La rencontre tenue à Nairobi autour de l’ancien président Joseph Kabila continue de susciter de vives réactions au sein du gouvernement congolais. Plusieurs membres de l’exécutif national ont dénoncé, ce mercredi 15 octobre 2025, ce qu’ils qualifient de « manœuvre politique suspecte » visant à déstabiliser les institutions du pays.
Le vice-premier ministre en charge de l’Intérieur, Jacquemain Shabani Lukoo, a déclaré que les opposants réunis dans la capitale kényane « se sont retrouvés dans un cadre qui apparaît suspect ».
Pour lui, cette initiative s’inscrit en dehors du cadre institutionnel et légal de la République démocratique du Congo.
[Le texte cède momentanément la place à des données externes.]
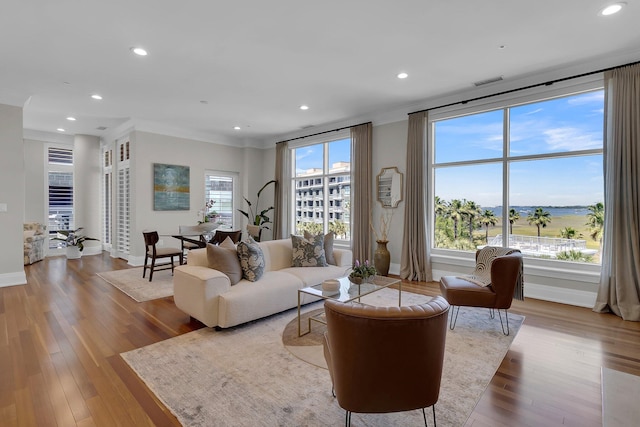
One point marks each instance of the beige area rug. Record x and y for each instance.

Le ministre du Commerce extérieur, Julien Paluku, a pour sa part taclé l’ancien chef de l’État en l’invitant à viser des ambitions plus nobles.
« Quand on a été chef d’État, on doit viser plus haut : briguer par exemple la présidence de la Commission de l’Union africaine ou de l’OIF, plutôt que chercher à déstabiliser le pays qu’on a eu à diriger », a-t-il déclaré.
Même tonalité du côté du ministre de la Communication et Médias, Patrick Muyaya, qui a qualifié Nairobi de « capitale de complot contre la RDC ».
Porte-parole du gouvernement, il a dénoncé « un mélange de fugitifs, de condamnés et de frustrés » réunis autour de Joseph Kabila, estimant que « ces acteurs se sont auto-disqualifiés par leurs propres agissements ».
Ces réactions interviennent après l’annonce de la création du mouvement politique « Sauvons la RDC », lancé à Nairobi sous la présidence de Joseph Kabila Kabange.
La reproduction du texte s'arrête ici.